Step 3: Removing the Hammer and Trigger Springs
The next step is the remove the hammer. Cock the hammer (with no spur you pull the trigger and then stick you finger or thumb between the hammer and frame and force the hammer to the full cock position) When the hammer is at full cock insert a paper clip in the hole on the grip end of the hammer spring. Allow the hammer to drop and the spring and center pin can be removed, note the center pin is in recesses to capture the pin.
Next the trigger return spring is removed. Pull the trigger and hold in the fire position. There is a hole in the center pin, this hole is smaller than the hammer center pin so a safety pin is used to contain the spring. The center pin has a pin that is anchored in the frame and you may have to push the pin from the opposite side of the frame.
Now the springs are out.
Follow the instructions with the spring kit you have to replace the hammer and trigger springs. Then reinstall the keepers (paper clip and safety pin). Aside for reassembly.
Step 4: Remove Hammer and Trigger
Remove the hammer and trigger, (slight prying may be needed) There is a hand plunger and spring in the trigger that will "shoot" out when the trigger is removed. If you cup your hand around the frame and trigger guard and the parts should land in the palm of your hand. The hand part will also have to be removed.
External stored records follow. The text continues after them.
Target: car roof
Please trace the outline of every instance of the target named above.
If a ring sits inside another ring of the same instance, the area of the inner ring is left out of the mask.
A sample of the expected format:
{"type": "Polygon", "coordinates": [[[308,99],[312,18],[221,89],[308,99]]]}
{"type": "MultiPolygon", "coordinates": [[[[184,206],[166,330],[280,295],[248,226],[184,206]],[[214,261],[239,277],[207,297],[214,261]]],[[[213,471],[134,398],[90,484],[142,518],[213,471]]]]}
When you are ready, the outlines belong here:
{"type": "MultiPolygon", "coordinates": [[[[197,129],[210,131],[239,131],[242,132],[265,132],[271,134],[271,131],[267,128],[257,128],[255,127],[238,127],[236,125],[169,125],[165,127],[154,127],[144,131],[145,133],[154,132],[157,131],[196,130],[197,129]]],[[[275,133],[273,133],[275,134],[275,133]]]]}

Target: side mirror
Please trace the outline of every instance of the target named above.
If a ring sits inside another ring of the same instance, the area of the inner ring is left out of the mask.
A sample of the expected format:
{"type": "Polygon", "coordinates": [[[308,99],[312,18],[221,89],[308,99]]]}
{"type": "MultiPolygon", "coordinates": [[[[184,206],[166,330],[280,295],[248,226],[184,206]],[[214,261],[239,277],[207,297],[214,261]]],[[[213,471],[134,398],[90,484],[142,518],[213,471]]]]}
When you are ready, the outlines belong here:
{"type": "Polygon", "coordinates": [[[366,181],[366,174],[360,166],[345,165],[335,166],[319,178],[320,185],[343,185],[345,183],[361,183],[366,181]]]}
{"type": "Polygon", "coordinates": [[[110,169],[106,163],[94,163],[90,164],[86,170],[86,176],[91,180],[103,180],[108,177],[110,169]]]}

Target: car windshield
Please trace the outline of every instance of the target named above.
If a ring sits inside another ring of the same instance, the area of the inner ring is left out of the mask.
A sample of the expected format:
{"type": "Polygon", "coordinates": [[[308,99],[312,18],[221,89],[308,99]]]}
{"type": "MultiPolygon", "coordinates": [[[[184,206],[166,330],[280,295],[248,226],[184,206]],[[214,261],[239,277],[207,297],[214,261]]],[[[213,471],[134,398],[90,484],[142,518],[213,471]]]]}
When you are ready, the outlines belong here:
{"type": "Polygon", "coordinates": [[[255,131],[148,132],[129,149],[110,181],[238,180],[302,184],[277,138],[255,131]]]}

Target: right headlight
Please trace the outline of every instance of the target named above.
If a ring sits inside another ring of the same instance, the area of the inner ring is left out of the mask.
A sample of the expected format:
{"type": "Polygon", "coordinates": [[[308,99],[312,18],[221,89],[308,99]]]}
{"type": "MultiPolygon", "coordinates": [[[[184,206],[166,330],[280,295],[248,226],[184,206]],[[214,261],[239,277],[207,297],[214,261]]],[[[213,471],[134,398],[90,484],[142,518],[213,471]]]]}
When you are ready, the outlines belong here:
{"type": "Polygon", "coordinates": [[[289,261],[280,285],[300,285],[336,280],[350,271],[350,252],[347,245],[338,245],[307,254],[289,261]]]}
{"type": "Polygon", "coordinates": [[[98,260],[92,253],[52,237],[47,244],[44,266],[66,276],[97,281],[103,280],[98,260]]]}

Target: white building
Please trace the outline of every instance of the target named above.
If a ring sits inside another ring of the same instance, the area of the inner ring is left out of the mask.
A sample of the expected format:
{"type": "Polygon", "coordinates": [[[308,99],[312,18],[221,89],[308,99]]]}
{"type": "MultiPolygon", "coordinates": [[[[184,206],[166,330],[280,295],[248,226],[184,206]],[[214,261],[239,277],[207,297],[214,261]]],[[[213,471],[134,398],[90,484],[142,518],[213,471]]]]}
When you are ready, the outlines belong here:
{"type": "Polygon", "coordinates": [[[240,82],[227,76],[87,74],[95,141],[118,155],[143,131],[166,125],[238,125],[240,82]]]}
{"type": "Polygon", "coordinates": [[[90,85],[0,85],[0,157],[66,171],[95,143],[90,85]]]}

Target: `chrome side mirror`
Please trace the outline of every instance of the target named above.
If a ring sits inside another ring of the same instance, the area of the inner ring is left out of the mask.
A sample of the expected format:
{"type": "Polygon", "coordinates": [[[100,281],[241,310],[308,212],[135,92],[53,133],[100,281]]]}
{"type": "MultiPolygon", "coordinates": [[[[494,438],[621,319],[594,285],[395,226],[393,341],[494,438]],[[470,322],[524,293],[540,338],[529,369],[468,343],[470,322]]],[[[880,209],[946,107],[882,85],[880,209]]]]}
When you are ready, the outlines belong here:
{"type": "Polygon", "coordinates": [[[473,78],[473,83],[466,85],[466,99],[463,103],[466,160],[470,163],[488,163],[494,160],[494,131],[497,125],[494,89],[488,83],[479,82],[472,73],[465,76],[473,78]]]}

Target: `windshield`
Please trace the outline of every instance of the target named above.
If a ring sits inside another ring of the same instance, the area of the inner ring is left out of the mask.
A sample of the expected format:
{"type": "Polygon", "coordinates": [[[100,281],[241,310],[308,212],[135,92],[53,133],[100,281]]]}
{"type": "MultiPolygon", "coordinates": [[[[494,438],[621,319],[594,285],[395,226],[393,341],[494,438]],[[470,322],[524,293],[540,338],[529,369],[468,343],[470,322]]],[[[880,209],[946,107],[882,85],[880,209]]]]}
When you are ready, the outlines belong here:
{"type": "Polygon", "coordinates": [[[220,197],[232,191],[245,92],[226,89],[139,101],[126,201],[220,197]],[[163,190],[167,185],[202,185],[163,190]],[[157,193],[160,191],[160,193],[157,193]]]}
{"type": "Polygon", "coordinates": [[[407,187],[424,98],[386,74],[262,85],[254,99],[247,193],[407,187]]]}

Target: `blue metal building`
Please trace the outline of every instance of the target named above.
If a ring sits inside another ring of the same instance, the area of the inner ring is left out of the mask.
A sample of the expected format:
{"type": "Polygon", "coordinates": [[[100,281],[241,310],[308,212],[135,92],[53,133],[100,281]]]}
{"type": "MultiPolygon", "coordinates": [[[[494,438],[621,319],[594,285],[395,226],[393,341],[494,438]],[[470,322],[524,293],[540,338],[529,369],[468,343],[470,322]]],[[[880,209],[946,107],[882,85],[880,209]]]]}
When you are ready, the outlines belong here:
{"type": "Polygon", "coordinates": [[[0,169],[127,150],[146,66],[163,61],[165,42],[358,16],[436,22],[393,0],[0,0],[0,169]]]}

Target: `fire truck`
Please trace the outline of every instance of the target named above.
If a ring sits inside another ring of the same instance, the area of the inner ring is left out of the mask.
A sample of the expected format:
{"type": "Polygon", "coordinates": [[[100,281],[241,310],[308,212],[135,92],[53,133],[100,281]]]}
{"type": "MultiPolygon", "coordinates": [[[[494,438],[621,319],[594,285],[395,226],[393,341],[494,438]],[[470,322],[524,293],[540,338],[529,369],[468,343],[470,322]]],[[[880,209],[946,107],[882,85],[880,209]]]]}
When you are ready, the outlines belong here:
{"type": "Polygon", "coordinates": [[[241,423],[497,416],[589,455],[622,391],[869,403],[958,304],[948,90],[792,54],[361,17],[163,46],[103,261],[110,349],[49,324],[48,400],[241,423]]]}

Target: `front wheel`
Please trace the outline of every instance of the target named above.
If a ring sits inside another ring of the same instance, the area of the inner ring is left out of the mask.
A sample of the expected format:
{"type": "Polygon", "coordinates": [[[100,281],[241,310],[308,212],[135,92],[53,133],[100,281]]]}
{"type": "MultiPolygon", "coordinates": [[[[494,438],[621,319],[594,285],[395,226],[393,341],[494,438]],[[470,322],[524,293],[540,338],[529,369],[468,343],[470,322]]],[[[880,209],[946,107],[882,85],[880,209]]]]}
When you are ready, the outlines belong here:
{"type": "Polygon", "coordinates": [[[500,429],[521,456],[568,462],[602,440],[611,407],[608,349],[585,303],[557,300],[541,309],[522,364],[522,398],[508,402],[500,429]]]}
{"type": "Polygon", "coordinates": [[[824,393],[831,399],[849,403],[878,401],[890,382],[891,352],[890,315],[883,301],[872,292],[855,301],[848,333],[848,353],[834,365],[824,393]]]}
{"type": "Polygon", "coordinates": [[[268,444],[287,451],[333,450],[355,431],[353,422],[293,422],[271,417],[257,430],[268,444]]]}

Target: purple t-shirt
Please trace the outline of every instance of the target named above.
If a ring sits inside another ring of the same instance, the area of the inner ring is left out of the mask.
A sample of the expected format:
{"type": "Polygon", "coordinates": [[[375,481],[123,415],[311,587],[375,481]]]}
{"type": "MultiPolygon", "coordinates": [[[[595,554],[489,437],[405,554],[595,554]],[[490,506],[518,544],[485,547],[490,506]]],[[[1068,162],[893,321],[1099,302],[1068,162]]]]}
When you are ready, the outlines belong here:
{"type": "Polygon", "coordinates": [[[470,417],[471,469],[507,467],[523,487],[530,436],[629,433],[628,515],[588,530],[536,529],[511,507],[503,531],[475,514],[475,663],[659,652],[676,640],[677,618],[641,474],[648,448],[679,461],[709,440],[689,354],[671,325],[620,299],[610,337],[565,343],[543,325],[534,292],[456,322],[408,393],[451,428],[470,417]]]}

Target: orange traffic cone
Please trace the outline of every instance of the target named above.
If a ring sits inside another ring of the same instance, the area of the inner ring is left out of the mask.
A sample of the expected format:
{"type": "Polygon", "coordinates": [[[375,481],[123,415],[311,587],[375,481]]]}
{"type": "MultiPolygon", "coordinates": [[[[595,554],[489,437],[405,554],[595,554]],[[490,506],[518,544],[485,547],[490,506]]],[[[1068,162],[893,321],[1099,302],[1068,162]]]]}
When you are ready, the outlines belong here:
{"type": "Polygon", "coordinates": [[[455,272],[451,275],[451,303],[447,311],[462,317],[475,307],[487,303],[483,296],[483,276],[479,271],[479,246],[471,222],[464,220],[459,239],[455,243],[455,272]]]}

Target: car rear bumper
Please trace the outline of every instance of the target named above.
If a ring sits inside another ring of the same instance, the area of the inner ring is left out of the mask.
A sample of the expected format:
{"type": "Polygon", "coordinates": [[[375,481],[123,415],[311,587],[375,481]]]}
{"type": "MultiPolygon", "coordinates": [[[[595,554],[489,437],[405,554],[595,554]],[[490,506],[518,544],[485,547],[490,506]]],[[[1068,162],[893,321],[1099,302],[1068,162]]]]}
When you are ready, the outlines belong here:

Step 5: Installing the Replacement Hammer, Hand , and Trigger
The hammer, hand, and trigger were purchased from a 38 special model. (I think all I needed was the hammer, but did not know if the trigger or hand were different between double action only and single/double action).
The replacement parts were installed. The hand plunger and spring were replaced in the trigger.
Any smoothing of parts should be accomplished before reassembly.
Clean any dirty areas and apply light oil to all contact areas.
The hammer and trigger springs are reinstalled. (remember the slots and hole in the frame for alignment)
Step 6: Reinstall the Side Plate and Grips
Reinstall the cylinder. (make sure the part under the side plate screw is in place)
Reinstall the side plate
Reinstall the grips. (remember the alignment pins)
The single action works. The trigger pull for about 1/3 of the double action pull. (do not have a trigger pull gauge)
The double action pull is about 25% less than original and much smoother, the pull is very uniform with no rough spots.